Nos dejaron un museo

Manuel Castro M.

Cada uno vive el presente. Hasta ahora, como dice Borges, que se sepa, nadie ha vivido en el pasado o en el porvenir. Lo que nos ha dejado la ‘década ganada’ en el presente son piezas de museo, o sea colecciones para comentarlas o colocarlas convenientemente.

Para empezar, el Palacio de Carondelet es un museo, pues mantiene las mismas y estáticas figuras, dizque para mantener un proyecto, o para cuidar el museo propio de Correa.

La Refinería del Pacífico es un museo que ha costado mil quinientos millones de dólares, por solo aplanar sus terrenos. Es para visitarlo y ver algo que se pensó que iba a existir. Ahora se trae inversionistas que, como todo museo, lo comentarán y enseguida se marcharán, pues ni siquiera hay crudo para más de diez años, como informan los especialistas.

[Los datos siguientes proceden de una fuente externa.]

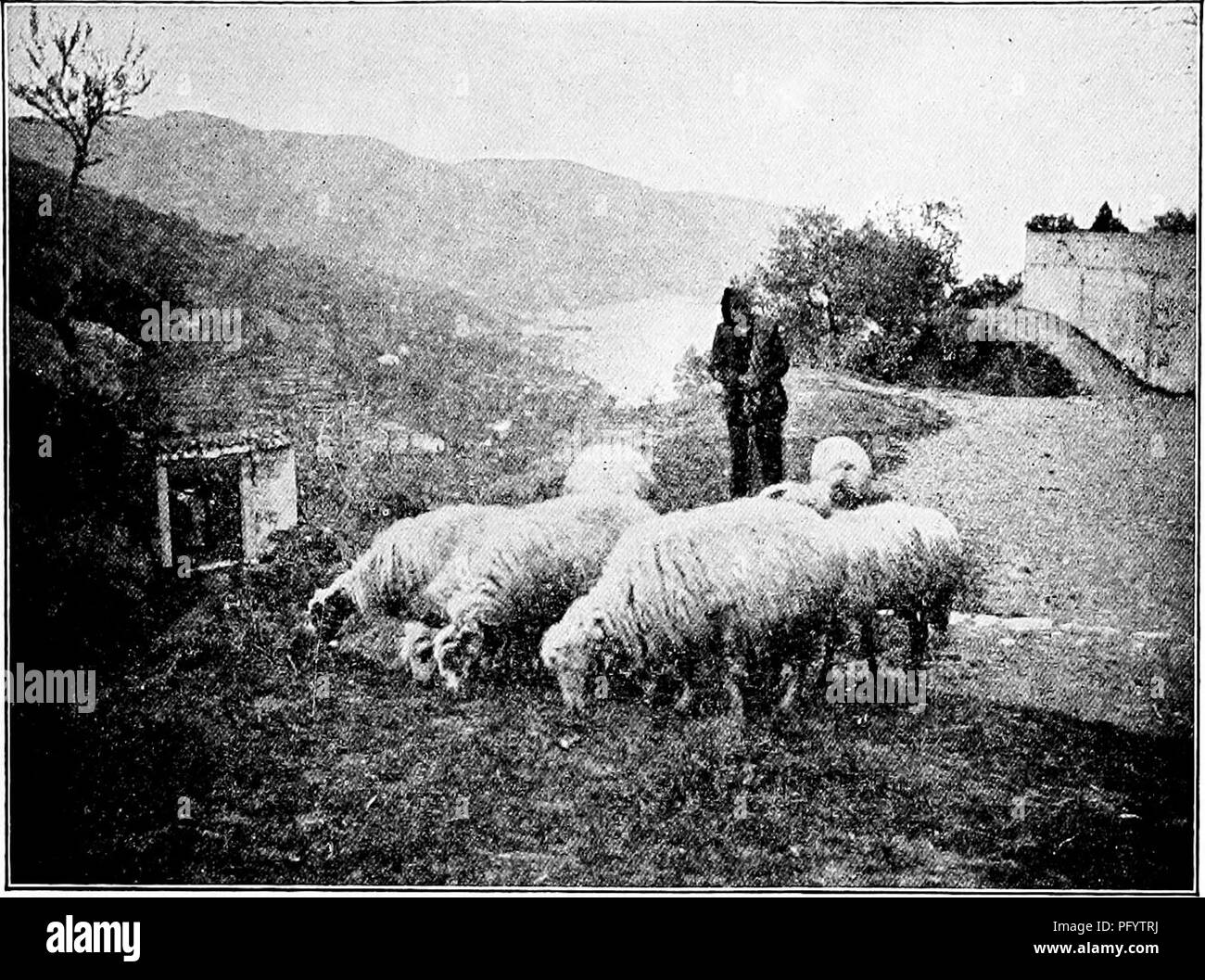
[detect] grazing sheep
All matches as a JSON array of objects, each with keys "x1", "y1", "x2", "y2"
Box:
[
  {"x1": 810, "y1": 435, "x2": 871, "y2": 503},
  {"x1": 306, "y1": 503, "x2": 507, "y2": 638},
  {"x1": 826, "y1": 503, "x2": 965, "y2": 674},
  {"x1": 539, "y1": 498, "x2": 844, "y2": 720},
  {"x1": 564, "y1": 443, "x2": 655, "y2": 501},
  {"x1": 425, "y1": 493, "x2": 655, "y2": 691},
  {"x1": 758, "y1": 479, "x2": 832, "y2": 517},
  {"x1": 397, "y1": 621, "x2": 435, "y2": 683}
]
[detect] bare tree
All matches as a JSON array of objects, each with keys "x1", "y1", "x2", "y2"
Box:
[{"x1": 8, "y1": 6, "x2": 154, "y2": 210}]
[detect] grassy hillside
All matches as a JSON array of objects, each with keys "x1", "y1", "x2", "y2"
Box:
[{"x1": 9, "y1": 112, "x2": 782, "y2": 309}]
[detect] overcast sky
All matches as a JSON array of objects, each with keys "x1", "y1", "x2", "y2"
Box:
[{"x1": 7, "y1": 4, "x2": 1200, "y2": 278}]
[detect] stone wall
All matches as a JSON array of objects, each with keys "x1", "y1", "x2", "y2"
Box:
[{"x1": 1021, "y1": 232, "x2": 1197, "y2": 393}]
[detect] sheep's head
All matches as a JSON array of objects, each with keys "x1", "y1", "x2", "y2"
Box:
[
  {"x1": 824, "y1": 459, "x2": 863, "y2": 509},
  {"x1": 399, "y1": 622, "x2": 437, "y2": 684},
  {"x1": 539, "y1": 611, "x2": 606, "y2": 714},
  {"x1": 758, "y1": 479, "x2": 832, "y2": 517},
  {"x1": 301, "y1": 590, "x2": 356, "y2": 643},
  {"x1": 434, "y1": 619, "x2": 486, "y2": 694}
]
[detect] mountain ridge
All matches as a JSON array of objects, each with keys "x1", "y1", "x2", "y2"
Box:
[{"x1": 8, "y1": 109, "x2": 786, "y2": 310}]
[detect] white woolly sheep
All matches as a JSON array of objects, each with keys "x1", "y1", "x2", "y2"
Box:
[
  {"x1": 808, "y1": 435, "x2": 872, "y2": 503},
  {"x1": 758, "y1": 479, "x2": 832, "y2": 517},
  {"x1": 826, "y1": 503, "x2": 965, "y2": 674},
  {"x1": 564, "y1": 443, "x2": 655, "y2": 501},
  {"x1": 306, "y1": 503, "x2": 507, "y2": 635},
  {"x1": 426, "y1": 493, "x2": 654, "y2": 691},
  {"x1": 539, "y1": 498, "x2": 844, "y2": 720}
]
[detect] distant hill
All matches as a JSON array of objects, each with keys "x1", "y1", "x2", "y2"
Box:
[
  {"x1": 8, "y1": 112, "x2": 784, "y2": 310},
  {"x1": 8, "y1": 159, "x2": 588, "y2": 460}
]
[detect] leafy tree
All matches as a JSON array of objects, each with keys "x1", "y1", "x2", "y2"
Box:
[
  {"x1": 758, "y1": 202, "x2": 959, "y2": 377},
  {"x1": 8, "y1": 5, "x2": 153, "y2": 208},
  {"x1": 1088, "y1": 201, "x2": 1129, "y2": 233},
  {"x1": 1154, "y1": 208, "x2": 1197, "y2": 234},
  {"x1": 1025, "y1": 214, "x2": 1080, "y2": 232}
]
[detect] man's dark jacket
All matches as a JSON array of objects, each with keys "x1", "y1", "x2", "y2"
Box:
[{"x1": 710, "y1": 321, "x2": 790, "y2": 426}]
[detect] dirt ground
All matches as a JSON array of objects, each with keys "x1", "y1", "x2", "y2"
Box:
[
  {"x1": 15, "y1": 359, "x2": 1196, "y2": 889},
  {"x1": 882, "y1": 374, "x2": 1196, "y2": 728}
]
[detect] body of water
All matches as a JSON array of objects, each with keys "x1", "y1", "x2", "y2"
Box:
[{"x1": 539, "y1": 294, "x2": 719, "y2": 405}]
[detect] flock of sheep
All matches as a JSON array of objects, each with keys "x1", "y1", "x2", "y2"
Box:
[{"x1": 305, "y1": 437, "x2": 964, "y2": 716}]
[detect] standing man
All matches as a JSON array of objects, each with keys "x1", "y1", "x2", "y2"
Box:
[{"x1": 710, "y1": 286, "x2": 790, "y2": 498}]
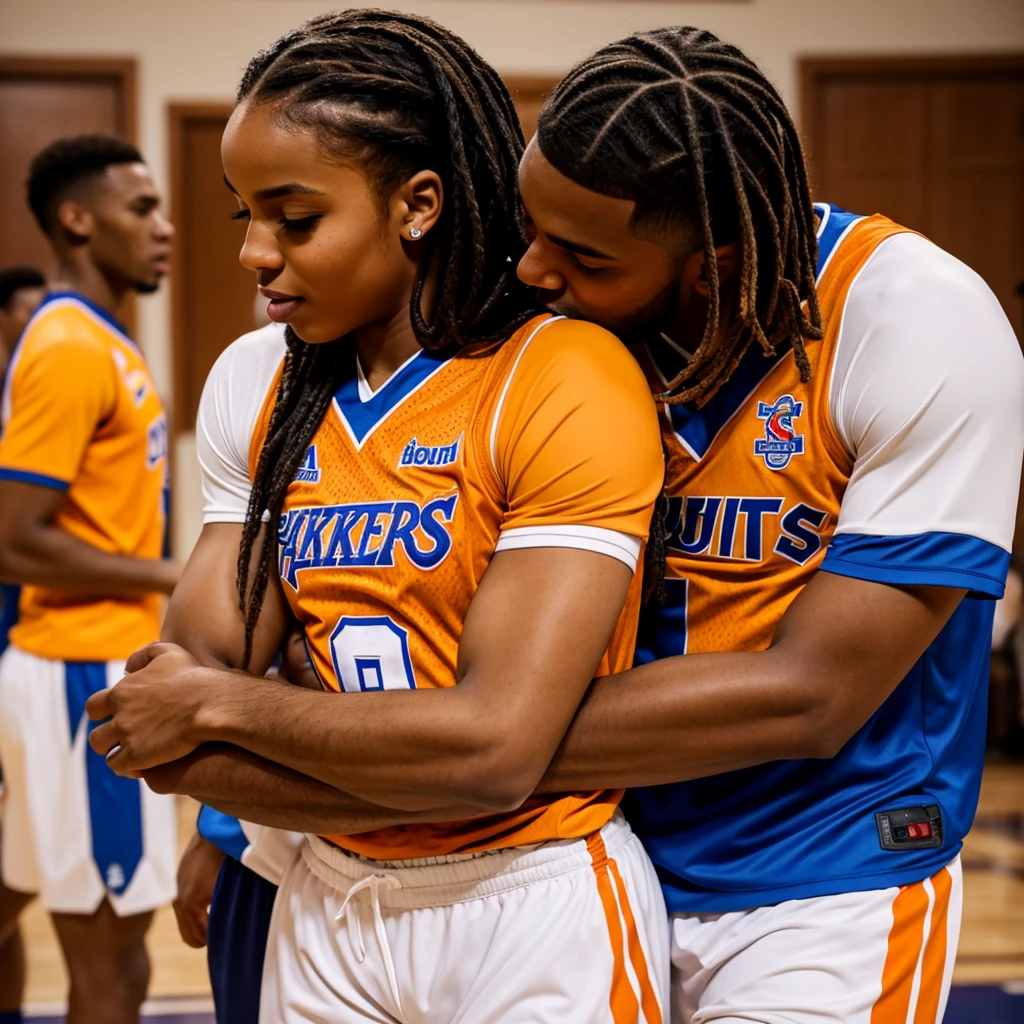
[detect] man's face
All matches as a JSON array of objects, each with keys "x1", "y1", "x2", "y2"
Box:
[
  {"x1": 518, "y1": 139, "x2": 688, "y2": 342},
  {"x1": 0, "y1": 288, "x2": 46, "y2": 354},
  {"x1": 85, "y1": 164, "x2": 174, "y2": 294}
]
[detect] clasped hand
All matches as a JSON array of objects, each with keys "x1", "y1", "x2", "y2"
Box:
[{"x1": 85, "y1": 643, "x2": 210, "y2": 778}]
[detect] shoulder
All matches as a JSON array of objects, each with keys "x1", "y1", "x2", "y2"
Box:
[
  {"x1": 843, "y1": 232, "x2": 1017, "y2": 349},
  {"x1": 513, "y1": 317, "x2": 654, "y2": 401},
  {"x1": 833, "y1": 233, "x2": 1024, "y2": 419},
  {"x1": 196, "y1": 324, "x2": 288, "y2": 466},
  {"x1": 17, "y1": 301, "x2": 112, "y2": 365},
  {"x1": 201, "y1": 324, "x2": 288, "y2": 426},
  {"x1": 210, "y1": 324, "x2": 288, "y2": 386}
]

Igual se ha convertido la Refinería de Esmeraldas, donde cuesta más mantenerla y admirar el pasado de un bien público.

La Cancillería es un museo de gente joven con una ideología del siglo pasado, la cual se encuentra ya en los museos del mundo: el marxismo, de un Marx que vivió hace más de cien años o de un Bolívar que cumplió su misión libertadora hace casi dos siglos. Son simplemente momias espinosas, ni siquiera cocteleras.

La ‘Ciudad del conocimiento’, Yachay, es un museo de costo millonario, cuya misión ha sido despilfarrar millones de dólares en estudios ajenos al país, salvo unos sembríos de mellocos y habas light. Sus construcciones abandonadas deberán ser mantenidas así, porque en un museo no se toca ni se retoca los restos de nada.

Hasta la Constitución de Montecristi ha pasado a ser pieza de museo, dado que en su integridad no está vigente, pues ha sido enmendada y es otra la que rige: la de involución ciudadana, que es una curiosidad museográfica para exhibir su pieza mayor: la corrupción.

El museo socialista es inmenso, son costosas adquisiciones que no tienen utilidad como el edificio de Unasur, ni tal vez valor artístico como las aguadas plataformas institucionales. Y ahora hasta las ollas de inducción han pasado a los museos, pues todos las quieren guardar y volver a las de gas.